Social science is making progress in this area, though. A political scientist at Caltech attempted to understand why minorities are less likely to vote by way of extensive surveying of 10,000 registered voters. The study showed that minorities experience Election Day differently than whites. Minorities are more likely to have to wait longer in line, and are very notably asked to show a picture ID more often than whites: 70% of African American voters, 65% of Hispanic voters, and about 50% of White voters were asked to supply ID. These problems may seem inconsequential, but they prove to be higher hurdles for minorities than for whites. Hourly-paid positions are more likely to be filled by minority workers. Workers in hourly paid positions have a harder time and are monetarily penalized for missing work, as opposed to salaried employees. Minorities are more likely than whites to be poor and live in urban areas, making them less likely to drive, and therefore less likely to have drivers’ licenses. For example, in Wisconsin only 43% of Hispanic adults have valid drivers licenses as compared to 85% of White adults.

White adults who don’t vote are much more likely to report that they didn’t vote by choice. Minorities and other underrepresented groups, like single mothers, are much more likely to reference logistical issues: they have a hard time getting to the polls, don’t have flexible schedules that allow them to wait in line for extensive amounts of time, and have more identification issues.

The Democratic Party needs to find a way to get minorities and other underrepresented populations to show up to the polls for midterm elections. These significant voting blocks can secure seats in Congress for the Democrats, but only if they are able to clear the hurdles standing between them and the voting booth. Last summer’ Supreme Court decision regarding the Voting Rights Act has allowed states to put in place even more strict voting laws, which could pose even more challenges for minorities and those who wish to represent them. At this point, Democrats need to find a way to overwhelm the obstacles facing underrepresented voters in order to control as many Congressional seats as possible and maintain an influential position in the federal legislature.

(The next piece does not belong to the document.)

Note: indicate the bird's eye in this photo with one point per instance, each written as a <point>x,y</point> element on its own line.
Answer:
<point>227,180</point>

The logistical barriers between underrepresented voters and their polling locations is disturbing to say the least– the largely voiceless and marginalized populations are having a difficult time acting upon their political views in the most fundamental way. Democrats ought to be concerned logistically, as these voting blocks make up a key component of their consistent voters, but all Americans should be deeply unnerved by the fact that not all opinions are being heard as they should. Our government is built upon a respect and concern for all American citizens, not just the ones who can easily make it to the polls.